A review of the current risk situation has shown that there were no risks in the reporting period that jeopardized the continued existence of the Group as a going concern and that no such risks are foreseeable at present for the future. All recognized risks were taken into account appropriately in the consolidated financial statements, and provisions were created as necessary. Furthermore, as of the balance sheet date there are no other risks that could have a material impact on the assets and liabilities, financial position and financial performance. The risk management and early warning system makes transparent corporate governance and early detection of risks possible.
An overall analysis of opportunities and risks shows that, in addition to strategic risks, the CENIT Group is primarily exposed to operational risk, which is currently determined by the coronavirus pandemic. The latter encompasses the uncertainty surrounding further economic development in relevant industries and the related unit sales opportunities. By contrast, the strategic risks include dependency on the development at key strategic suppliers as well as specialization on technology partners and the related dependency on their business development. There is an opportunity to optimize and increase the daily rates achievable by means of a high‐quality service and process expertise. This can only be implemented based on sustained training for our employees. By raising its profile on the labor market, CENIT takes advantage of the opportunities on offer to recruit high‐ quality specialist staff.
There are significant market opportunities for CENIT in connection with the advancing digitalization of the production industry and the continued long‐term focus on its own software and the related services.
Alongside the risks described, ever‐shorter innovation cycles open up the possibility to progress with the digitalization of our society and offer our business customers solutions with our own software products that will make them more competitive.
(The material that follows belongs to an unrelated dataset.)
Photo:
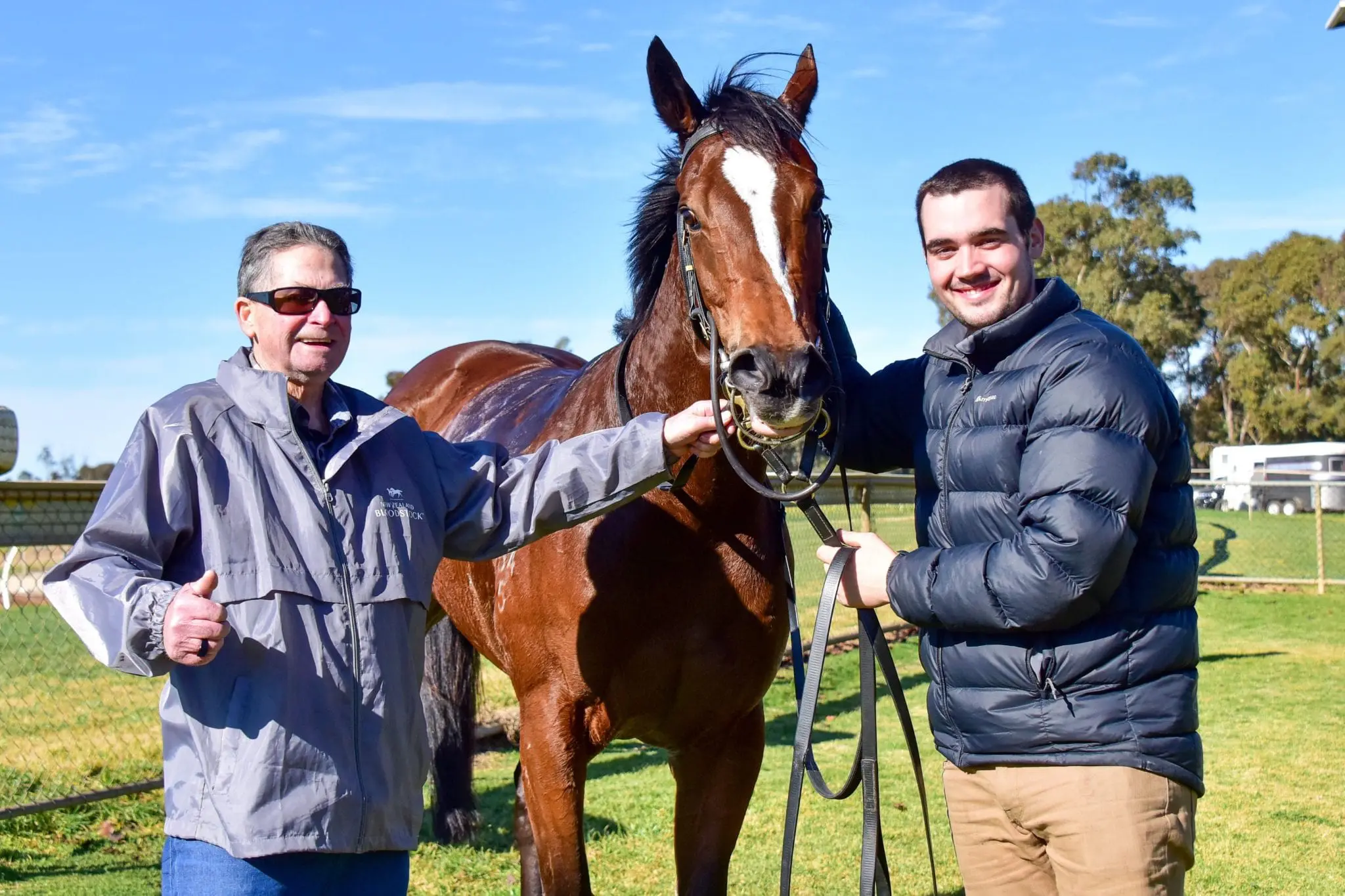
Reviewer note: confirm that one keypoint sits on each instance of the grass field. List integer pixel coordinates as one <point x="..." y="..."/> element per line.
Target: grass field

Consequently, our activities relating to innovation and product development are decisive in order to recognize and use opportunities and establish them in the face of increasing competition.
A major part of the risk management system is the accounting‐related internal control and risk system of the CENIT AG Group. Accordingly, the internal control system is understood to include the principles, processes and measures introduced by management that are geared to the organizational implementation of executive decisions to ensure the effectiveness and efficiency of the business activities for the compliance and reliability of the internal accounting and external financial reporting.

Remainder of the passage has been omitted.